By Pavel Polityuk
KIEV, Dec 31 (Reuters) – Ukraine will investigate a suspected cyber attack on its power grid, the energy ministry said on Thursday, an incident the country’s secret service has blamed on Russia.
A power company in western Ukraine, Prykarpattyaoblenergo, said on Dec. 23 that a swath of the area it serves had been left without energy, including the regional capital Ivano-Frankivsk, due to “interference” in the work of the system.
The Ukrainian Security Service SBU later blamed Russia, which has not so far commented on the allegation. The energy ministry in Kiev said on Thursday that it had set up a special commission to investigate what happened.
While cyber attacks are commonplace, few successful assaults on industrial targets have been documented. However, in 2010 the Stuxnet campaign, believed to be the work of the United States and Israel, damaged Iran’s nuclear program while a 2014 attack shut down operations at a German steel mill.
The SBU said in a statement on Monday that it had managed to thwart the malware, which was launched by “Russian security services.”
“It was an attempt to interfere in the system, but it was discovered and prevented,” an SBU spokeswoman told Reuters on Thursday, adding that the region would have faced a much longer blackout if the malware had executed as the attackers had intended.
The Kremlin could not immediately be reached for comment.
Computer security experts consider Russia as one of the world’s most advanced cyber powers, along with the United States, China, Israel, France and Britain.
Relations between Russia and Ukraine have sharply deteriorated since Moscow annexed Crimea last year and supported pro-Russian rebels in eastern Ukraine.
Russia has complained that it itself has become a target.
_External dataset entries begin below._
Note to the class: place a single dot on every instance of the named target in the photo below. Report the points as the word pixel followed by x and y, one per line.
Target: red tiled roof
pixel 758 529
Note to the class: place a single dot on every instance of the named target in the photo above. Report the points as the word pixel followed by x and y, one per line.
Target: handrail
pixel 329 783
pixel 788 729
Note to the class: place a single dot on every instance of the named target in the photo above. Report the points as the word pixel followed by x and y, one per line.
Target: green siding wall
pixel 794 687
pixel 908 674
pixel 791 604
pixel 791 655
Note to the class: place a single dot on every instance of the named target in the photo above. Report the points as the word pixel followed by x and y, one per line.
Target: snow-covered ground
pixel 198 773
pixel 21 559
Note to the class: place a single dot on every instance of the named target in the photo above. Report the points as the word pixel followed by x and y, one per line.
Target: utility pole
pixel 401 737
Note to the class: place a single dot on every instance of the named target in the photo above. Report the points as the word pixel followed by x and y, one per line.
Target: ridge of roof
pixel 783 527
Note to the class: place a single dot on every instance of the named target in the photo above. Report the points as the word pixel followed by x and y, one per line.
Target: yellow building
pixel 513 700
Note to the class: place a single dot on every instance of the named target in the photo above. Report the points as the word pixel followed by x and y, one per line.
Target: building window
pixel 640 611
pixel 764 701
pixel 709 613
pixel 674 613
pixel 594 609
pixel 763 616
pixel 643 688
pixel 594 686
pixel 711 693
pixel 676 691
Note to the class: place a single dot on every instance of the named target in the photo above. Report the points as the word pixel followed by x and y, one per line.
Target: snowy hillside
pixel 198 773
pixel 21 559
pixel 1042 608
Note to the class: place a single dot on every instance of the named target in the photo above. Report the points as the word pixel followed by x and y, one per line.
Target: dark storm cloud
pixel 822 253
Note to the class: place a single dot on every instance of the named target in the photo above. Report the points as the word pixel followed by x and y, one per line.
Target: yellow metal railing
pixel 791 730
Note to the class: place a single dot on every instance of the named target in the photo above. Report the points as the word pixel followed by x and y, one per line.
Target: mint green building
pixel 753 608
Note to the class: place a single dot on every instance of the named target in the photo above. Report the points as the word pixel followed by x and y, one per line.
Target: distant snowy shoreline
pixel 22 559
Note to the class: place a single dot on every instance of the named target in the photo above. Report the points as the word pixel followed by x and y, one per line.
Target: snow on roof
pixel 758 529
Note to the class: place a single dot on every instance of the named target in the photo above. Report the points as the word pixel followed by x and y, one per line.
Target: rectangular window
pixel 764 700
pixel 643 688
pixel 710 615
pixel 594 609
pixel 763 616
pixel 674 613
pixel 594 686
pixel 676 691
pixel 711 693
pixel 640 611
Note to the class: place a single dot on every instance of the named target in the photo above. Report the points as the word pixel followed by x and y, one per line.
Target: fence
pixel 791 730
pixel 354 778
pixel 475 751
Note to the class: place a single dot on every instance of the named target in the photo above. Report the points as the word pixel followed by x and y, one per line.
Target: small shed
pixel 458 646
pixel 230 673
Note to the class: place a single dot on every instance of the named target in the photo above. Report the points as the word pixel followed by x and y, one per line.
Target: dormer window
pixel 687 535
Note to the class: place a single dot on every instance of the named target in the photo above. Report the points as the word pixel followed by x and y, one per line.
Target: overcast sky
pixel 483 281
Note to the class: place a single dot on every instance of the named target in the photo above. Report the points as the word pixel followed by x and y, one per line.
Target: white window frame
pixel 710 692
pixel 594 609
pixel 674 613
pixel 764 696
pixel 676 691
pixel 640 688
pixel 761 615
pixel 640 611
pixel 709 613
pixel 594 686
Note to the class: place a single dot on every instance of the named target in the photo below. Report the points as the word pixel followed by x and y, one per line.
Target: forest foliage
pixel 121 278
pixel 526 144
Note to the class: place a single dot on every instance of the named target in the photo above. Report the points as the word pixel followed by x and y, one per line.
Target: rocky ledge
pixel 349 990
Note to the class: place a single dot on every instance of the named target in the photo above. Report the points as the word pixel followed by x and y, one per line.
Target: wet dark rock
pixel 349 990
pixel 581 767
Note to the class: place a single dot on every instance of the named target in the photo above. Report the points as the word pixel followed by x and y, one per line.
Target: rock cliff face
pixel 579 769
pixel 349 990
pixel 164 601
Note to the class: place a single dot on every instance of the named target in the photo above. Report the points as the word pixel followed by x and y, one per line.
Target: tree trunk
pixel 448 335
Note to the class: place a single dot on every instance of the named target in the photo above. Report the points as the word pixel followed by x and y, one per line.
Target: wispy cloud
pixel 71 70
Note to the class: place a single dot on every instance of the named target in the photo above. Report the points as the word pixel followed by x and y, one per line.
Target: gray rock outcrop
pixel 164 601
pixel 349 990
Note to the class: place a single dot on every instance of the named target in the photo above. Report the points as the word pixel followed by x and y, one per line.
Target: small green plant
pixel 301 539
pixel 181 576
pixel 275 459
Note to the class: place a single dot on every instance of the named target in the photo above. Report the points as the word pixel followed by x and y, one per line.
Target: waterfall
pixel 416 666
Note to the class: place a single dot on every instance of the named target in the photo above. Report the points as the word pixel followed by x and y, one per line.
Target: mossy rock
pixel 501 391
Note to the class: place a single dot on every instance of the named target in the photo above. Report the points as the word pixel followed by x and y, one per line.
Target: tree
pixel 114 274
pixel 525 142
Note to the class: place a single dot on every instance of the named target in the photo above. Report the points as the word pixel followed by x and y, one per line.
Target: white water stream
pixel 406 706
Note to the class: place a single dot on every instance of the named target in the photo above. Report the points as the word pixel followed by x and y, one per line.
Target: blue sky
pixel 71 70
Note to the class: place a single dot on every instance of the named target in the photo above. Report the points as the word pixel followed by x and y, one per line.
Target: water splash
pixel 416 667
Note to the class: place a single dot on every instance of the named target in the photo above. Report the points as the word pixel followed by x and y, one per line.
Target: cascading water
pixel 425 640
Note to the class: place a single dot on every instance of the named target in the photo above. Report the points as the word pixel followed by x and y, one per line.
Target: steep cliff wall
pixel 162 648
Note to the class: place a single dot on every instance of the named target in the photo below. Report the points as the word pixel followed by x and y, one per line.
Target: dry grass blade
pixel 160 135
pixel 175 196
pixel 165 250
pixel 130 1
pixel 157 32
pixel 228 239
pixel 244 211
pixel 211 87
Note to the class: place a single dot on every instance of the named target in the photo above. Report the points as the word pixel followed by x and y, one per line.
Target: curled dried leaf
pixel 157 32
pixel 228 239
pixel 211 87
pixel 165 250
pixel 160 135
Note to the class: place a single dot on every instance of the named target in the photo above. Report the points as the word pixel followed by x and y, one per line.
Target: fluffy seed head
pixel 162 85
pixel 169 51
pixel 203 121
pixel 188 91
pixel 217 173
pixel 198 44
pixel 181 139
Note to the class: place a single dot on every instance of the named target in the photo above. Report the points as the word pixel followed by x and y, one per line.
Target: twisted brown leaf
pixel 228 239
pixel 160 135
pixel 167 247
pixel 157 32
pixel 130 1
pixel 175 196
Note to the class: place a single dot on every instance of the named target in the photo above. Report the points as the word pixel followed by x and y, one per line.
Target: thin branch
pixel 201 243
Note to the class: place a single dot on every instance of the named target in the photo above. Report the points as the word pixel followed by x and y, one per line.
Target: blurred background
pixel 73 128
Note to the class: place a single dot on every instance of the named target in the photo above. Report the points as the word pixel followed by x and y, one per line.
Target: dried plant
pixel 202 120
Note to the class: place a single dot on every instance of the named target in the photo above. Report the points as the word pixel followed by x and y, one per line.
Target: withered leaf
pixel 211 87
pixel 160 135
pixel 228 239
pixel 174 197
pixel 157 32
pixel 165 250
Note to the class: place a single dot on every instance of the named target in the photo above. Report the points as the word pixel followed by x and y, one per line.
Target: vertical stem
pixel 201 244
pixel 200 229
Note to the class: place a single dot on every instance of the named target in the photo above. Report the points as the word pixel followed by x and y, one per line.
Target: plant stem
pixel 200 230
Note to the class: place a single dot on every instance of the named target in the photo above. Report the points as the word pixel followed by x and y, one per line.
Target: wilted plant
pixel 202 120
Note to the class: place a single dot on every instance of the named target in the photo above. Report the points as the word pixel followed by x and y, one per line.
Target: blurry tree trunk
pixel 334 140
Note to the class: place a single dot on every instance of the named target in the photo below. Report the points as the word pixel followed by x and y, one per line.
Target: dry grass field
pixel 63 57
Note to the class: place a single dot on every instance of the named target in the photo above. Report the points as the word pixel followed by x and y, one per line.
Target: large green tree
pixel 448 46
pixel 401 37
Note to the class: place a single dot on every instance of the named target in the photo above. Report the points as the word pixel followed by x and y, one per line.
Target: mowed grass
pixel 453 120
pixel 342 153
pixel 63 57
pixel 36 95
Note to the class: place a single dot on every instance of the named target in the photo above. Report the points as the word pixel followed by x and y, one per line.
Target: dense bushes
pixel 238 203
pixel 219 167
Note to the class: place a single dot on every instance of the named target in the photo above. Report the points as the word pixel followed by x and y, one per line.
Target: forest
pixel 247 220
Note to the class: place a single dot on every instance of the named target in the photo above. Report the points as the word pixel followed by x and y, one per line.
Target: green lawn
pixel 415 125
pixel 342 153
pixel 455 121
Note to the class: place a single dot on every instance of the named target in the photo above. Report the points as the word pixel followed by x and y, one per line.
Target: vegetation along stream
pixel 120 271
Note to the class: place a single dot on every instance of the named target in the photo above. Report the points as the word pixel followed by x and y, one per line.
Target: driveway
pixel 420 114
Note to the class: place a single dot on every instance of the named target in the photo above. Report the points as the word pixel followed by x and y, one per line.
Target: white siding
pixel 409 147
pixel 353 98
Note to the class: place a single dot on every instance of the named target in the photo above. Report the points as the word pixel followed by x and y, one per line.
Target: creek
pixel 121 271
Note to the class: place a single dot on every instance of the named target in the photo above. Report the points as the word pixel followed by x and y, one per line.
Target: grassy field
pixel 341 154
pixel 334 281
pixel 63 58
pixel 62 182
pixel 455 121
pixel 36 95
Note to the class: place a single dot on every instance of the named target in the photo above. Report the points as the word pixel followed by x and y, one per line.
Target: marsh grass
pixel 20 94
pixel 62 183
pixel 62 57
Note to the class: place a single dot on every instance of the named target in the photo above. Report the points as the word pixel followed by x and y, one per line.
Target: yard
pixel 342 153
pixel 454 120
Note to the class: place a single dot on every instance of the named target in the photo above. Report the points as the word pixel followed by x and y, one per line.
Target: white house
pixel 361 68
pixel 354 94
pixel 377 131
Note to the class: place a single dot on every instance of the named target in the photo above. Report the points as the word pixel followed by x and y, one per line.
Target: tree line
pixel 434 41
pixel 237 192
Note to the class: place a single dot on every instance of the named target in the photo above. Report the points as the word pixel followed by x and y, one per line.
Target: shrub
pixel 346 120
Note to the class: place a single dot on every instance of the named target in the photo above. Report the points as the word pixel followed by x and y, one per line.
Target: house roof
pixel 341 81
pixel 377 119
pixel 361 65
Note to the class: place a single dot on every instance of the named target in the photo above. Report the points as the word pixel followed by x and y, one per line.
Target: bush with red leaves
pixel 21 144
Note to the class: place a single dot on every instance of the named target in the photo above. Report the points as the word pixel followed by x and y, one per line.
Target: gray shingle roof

In 2014, President Vladimir Putin said Russian security services had detected a sharp rise in cyber attacks, particularly after the Ukraine crisis worsened and ties with the West deteriorated.
Crimea has lost at least one quarter of its power after Ukraine switched off supplies to the contested peninsula on Wednesday, a situation that Ukrainian police blamed on unidentified saboteurs blowing up an electricity pylon.